Indonesia announced an investment initiative on November 21 to mobilize $20 billion pledged by a world lending group led by the United States and Japan. The initiative goals to speed up the decarbonization process within the energy sector, and the Indonesian government insists that the funds will likely be disbursed soon.

Under the Just Energy Transition Partnership (JETP), Indonesia goals to scale back carbon dioxide emissions from the grid electricity sector by 250 million tonnes by 2030, in comparison with projected business-as-usual emissions of over 350 million tonnes. This is the most important initiative within the region to this point.

The official announcement of the investment plan, called the Comprehensive Investment and Policy Plan (CIPP), follows a period of public consultation that began after the draft was published in early November.

Indonesia, considered one of the world’s largest producers of greenhouse gases, plans to extend the share of renewable energy in electricity generation from about 12 percent in 2022 to 44 percent by 2030.

Launching the initiative, Indonesia’s Coordinating Minister for Economic Affairs Erick Thohir said Indonesia must act quickly as 2030 is lower than seven years away. The partnership due to this fact must be expanded and accelerated to work on priority projects, including the immediate implementation of economic commitments.

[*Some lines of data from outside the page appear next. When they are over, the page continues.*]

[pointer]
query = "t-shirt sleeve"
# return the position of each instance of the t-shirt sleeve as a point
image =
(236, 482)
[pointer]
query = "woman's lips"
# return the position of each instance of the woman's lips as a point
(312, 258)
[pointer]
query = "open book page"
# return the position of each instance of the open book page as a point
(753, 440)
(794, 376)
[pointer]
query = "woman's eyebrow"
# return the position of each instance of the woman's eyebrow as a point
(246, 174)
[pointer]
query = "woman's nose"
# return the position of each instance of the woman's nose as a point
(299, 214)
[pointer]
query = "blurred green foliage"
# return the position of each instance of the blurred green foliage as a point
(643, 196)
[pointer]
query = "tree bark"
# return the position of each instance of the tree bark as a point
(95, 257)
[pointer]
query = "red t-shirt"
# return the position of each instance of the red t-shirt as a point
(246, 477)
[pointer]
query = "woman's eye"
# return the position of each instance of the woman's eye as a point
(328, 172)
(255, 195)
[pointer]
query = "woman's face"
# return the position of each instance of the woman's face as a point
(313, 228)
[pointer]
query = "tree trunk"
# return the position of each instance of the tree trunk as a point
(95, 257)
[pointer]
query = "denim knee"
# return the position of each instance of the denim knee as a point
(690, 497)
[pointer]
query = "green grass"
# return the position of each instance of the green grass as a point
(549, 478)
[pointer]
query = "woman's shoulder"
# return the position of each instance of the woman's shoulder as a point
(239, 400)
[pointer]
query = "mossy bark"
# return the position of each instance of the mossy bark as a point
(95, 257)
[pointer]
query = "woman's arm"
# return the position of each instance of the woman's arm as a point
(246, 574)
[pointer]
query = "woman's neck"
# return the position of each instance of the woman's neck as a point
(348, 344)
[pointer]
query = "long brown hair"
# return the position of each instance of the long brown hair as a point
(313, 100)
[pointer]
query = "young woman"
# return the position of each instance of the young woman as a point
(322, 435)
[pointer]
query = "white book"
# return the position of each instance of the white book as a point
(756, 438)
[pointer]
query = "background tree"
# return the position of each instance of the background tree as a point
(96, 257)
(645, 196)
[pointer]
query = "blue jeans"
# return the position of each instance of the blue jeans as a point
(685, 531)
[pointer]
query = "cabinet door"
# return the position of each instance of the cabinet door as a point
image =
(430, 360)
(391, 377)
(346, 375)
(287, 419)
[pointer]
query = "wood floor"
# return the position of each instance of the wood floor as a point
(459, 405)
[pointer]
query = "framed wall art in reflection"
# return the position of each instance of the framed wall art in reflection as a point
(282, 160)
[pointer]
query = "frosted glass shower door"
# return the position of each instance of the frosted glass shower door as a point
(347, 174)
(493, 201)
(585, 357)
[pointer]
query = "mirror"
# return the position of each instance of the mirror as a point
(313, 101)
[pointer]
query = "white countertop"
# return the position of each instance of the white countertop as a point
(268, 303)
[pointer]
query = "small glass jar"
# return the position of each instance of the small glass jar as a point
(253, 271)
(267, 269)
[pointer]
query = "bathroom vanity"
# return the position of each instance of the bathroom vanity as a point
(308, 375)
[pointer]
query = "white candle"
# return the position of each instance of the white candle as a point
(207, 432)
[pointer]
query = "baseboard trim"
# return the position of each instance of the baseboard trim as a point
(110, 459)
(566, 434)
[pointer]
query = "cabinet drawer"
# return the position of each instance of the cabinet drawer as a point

The Comprehensive Investment and Policy Plan (CIPP) estimates that an investment of roughly $97.3 billion is required to attain this goal. This includes $66.9 billion to launch 400 projects scheduled to start by 2030.

Michael Kleine, U.S. Charge d’Affaires in Jakarta, expressed hope that JETP financing could function a catalyst for investment within the energy transition and attract more funding.

However, some environmental activists have expressed concern in regards to the high share of economic loans on this basket. Half of the committed funds will come from the private sector, which can include industrial loans at market rates, equity investments or other debt instruments.